Imagine being a psychologist working in these schools and not being willing to have an open and honest discussion about racism. Now imagine having a culturally competent psychologist, especially a Black psychologist, who could clinically intervene in a way that helped the Black students heal (individual level) and challenge the schools to change their climate and response to racist incidents (institutional level). This does not happen without having difficult conversations about race and racism.
One might be tempted to see these incidents as infrequent acts of individual racism. However, the reality is that there are countless examples of Black students and students of color being targets of racist epithets and subjected to racist bullying. In fact, racist hate at schools has increased across the country. Students are clearly aware that race matters, and in the case of some white students, they know that weaponizing the n-word is the ultimate way to belittle and dehumanize Black students. This is why efforts to stifle discussion about race and racism in schools are so deeply troubling.
Is Teaching About Racism Divisive?
Across the country, several legislative proposals have been introduced to target discussions of racism and related issues of oppression in American history in schools, colleges, and universities. Currently, 36 states have introduced or adopted policies or laws to restrict teaching about race or racism, with more states likely to be added to this list.
Lawmakers have expressed concerns about teaching students “divisive concepts” and making white students feel bad about being white. These legislative proposals are largely solutions in search of a non-existent critical race theory (CRT) problem. While there have been some misguided attempts to address race and racism in schools, CRT as an academic framework is not systematically taught in schools.
As a professor who teaches from a Black psychology perspective, I believe we need to push back on the duplicitous narrative that teaching about race and the systemic, institutionalized nature of racism is harmful and divisive.
I find it curious that there is so much concern about not making students feel bad about being white, but there is no concern expressed about not making students feel bad about being Black in schools.
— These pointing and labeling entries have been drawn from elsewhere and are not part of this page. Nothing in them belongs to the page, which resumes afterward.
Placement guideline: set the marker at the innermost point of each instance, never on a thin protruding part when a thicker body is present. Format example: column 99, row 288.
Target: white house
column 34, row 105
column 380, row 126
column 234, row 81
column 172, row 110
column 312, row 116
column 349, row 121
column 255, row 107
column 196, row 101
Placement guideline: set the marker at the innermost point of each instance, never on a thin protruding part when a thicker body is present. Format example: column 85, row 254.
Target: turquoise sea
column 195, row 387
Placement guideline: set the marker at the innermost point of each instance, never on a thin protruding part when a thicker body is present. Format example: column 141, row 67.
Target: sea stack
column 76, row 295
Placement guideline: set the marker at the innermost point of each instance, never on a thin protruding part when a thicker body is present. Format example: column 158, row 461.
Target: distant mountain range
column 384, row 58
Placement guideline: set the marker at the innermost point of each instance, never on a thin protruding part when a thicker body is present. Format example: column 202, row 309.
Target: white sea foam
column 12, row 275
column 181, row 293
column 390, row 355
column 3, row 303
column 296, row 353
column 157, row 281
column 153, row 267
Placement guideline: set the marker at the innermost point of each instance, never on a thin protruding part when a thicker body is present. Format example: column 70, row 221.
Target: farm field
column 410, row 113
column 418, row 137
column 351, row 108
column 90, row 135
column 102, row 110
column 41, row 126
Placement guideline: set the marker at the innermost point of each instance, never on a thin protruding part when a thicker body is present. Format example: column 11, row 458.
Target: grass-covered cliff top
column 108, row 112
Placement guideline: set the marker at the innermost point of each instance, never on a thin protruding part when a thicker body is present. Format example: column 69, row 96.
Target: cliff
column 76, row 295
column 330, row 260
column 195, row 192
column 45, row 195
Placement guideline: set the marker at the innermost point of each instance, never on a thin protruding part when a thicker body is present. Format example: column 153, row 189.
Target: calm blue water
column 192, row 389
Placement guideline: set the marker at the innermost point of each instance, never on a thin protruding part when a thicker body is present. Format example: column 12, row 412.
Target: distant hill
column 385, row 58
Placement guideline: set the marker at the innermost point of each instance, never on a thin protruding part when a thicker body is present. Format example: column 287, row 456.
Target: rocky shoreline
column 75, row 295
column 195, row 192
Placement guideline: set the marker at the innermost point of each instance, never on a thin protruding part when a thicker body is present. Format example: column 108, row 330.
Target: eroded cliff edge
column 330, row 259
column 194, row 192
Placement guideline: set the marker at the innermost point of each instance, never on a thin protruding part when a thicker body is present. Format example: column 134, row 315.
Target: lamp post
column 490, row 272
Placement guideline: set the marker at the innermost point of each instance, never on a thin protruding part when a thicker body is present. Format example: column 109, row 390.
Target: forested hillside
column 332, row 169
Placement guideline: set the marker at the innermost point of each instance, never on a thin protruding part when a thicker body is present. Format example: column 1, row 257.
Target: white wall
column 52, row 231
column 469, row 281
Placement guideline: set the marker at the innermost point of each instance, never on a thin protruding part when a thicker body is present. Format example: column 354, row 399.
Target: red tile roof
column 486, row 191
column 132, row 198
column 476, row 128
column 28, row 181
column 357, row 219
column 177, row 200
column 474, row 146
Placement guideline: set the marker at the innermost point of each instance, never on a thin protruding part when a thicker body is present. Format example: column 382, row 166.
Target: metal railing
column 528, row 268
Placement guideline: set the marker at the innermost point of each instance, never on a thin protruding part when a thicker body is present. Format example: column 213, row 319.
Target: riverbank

Critics of CRT and having discussions about racism in schools never talk about the harm being experienced by Black and other minoritized students who experience racism.
I am concerned about the racial trauma that Black students experience in schools from students and teachers. Where is the moral outcry for these students?
Efforts to address racial trauma and promote Black mental health and wellness are negatively impacted in educational environments where educators are afraid of losing their jobs at the mere mention of systemic racism.
Efforts to restrict teaching and discussions about race and racism should concern all psychologists who work in diverse (and even not so diverse) school settings. More Black psychologists and culturally competent psychologists of all racial and ethnic backgrounds who are skilled in addressing anti-Black racism are needed to serve the mental health needs of Black students and adults.